Por otra parte, es necesario acompañar a los jóvenes para que puedan tomar su camino y sentirse miembros de pleno derecho de la sociedad. Todo ello contribuirá en gran medida a la cohesión nacional entre las generaciones y a la creación de un entramado social más fuerte. Con este mismo espíritu, también deseo llamar la atención de todos los hombres de buena voluntad hacia las decisiones y las acciones en materia de bioética, que muestran una tendencia cada vez más marcada a considerar al ser humano, especialmente en los primeros instantes de su existencia, como un simple objeto de investigación. Las cuestiones éticas no se han de afrontar ante todo desde el punto de vista de la ciencia, sino desde el punto de vista del ser humano, que debe ser respetado imperativamente. Si no se acepta este criterio moral fundamental, será difícil crear una sociedad verdaderamente humana, que respete a todos los seres que la componen, sin distinción alguna.

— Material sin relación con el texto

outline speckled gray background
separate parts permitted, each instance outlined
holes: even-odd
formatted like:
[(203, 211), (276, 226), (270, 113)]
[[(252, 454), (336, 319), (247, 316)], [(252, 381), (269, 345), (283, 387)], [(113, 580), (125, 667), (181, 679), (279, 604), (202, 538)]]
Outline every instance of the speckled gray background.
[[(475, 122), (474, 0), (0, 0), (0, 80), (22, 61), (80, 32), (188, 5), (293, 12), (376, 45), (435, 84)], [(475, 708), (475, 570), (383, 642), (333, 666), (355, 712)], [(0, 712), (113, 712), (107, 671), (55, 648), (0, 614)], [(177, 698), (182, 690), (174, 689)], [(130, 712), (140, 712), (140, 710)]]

Por múltiples razones, su país está atento a los países emergentes y a los que se esfuerzan por logar un verdadero desarrollo económico y social. Lo demuestra la reciente cumbre África-Francia, que se celebró en Malí. Los países ricos tienen una gran responsabilidad en el crecimiento de las sociedades y en el desarrollo de los ciudadanos de las naciones que atraviesan dificultades, no sólo para proporcionarles ayudas económicas, sino también para formar técnicamente a los cuadros y al personal que harán a esas naciones cada vez más autónomas y protagonistas en la economía mundial.

Están llamados a participar especialmente en la creación de estructuras locales autosuficientes que permitan a los habitantes obtener los recursos necesarios para su subsistencia. En efecto, hoy resulta más urgente que nunca proseguir e intensificar las actividades más concretas posibles, apoyándose en las poblaciones locales, especialmente en las mujeres y los jóvenes, que, sobre todo en las sociedades africanas, ocupan un lugar primordial y pueden dar en gran medida un nuevo impulso a la economía y a la vida social.

Al final de nuestro encuentro, quiero expresarle, excelencia, mis mejores deseos para la misión que comienza hoy. Tenga la seguridad de que siempre encontrará en mis colaboradores la atención y la ayuda que necesite.

Encomendando al pueblo de Francia y a sus autoridades a la benevolencia de Nuestra Señora de Lourdes y a los numerosos santos y santas de su tierra, tan venerados por gran número de sus compatriotas, pido al Señor que los sostenga a todos, para que, apoyándose en su patrimonio y en su larga tradición espirituales, puedan edificar una sociedad de paz y de justicia, y contribuir a una solidaridad cada vez mayor entre las personas y entre los pueblos.

De buen grado le imparto, excelencia, la bendición apostólica a usted, así como a sus colaboradores y a sus seres queridos.